As you would expect, at AP Logic, we get a ton of requests for mobile app development, but interestingly, very few clients know which device form factors (sizes) they want us to build for. Why does it matter?

Have you ever observed people taking notes during a presentation or conversation? Recently at a business symposium, I noticed that about half the room was taking notes on tablets. On phones, not so much. What about checking the status of a flight at an airport gate? On the phone. Comparing prices or reading product reviews while shopping in a physical store? The phone. Reading a book? Tablet. The situation often dictates which device people will use.
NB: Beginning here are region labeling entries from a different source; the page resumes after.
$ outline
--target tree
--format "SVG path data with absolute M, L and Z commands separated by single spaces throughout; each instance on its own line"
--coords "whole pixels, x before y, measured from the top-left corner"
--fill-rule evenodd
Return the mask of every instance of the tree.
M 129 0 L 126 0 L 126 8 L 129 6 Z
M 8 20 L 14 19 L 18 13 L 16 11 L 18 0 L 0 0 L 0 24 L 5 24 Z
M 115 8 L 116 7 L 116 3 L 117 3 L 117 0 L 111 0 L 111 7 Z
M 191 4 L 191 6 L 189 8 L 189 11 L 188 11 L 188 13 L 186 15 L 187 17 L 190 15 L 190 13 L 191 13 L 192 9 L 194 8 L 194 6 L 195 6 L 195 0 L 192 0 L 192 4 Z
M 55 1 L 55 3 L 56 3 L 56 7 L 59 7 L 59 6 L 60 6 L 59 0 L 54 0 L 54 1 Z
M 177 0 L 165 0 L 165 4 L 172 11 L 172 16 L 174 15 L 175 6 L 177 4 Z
So, why not build for both? You, can but its really two different apps, with the commensurate time and cost. In fact, building for tablets is really more akin to building a desktop app or website than building for a phone. When we design screens, we group the tablets together with our desktop applications from a UI standpoint, and treat the phones separately. An iPad screen has about 7 times the area of an iPhone and typically most “desktop” websites will render just fine in Safari for the iPad. That’s a completely different design challenge than the phone. In fact, when on a budget, you might just do that: build a phone app and let tablet users browse your site unless they like to torture themselves with a phone app on the tab.

Once you’ve admitted that tablets and phones require a very different approach and solved the terribly obvious question of “does the user have the device?”, then you can ask:

  1. Are people physically moving or don’t have access to a larger device? If so, the phone is most convenient for them. This applies to pedestrians, shoppers, drivers (gasp), short-ride vehicle passengers and others.
  2. Is the user responding to an immediate problem? Finding gas, food or lodging on your phone while pulled over on the highway is very different than planning the trip in the first place. Don’t confuse the two! I only use Priceline on my phone when I need to book a hotel immediately and I’m in a vehicle or meeting. Otherwise, its MUCH easier to use on the tab or laptop.
  3. Is the user focused more on data input or output? A physical keyboard is the obvious answer to input. However (for the non-initiated), you will be surprised how easy tablets are for typing, and if its notes, emails, etc, they are very adequate in a pinch. A phone works for short messages and tweets, but generally is not an “input” device.

Looking to the future: Once eye-tracking and voice recognition become standard forms of data input, most of the above criteria will disappear. At that point, almost everything will have a degree of mobility, and the larger issue will be the user’s degree of distraction and how much physical area exists to display information.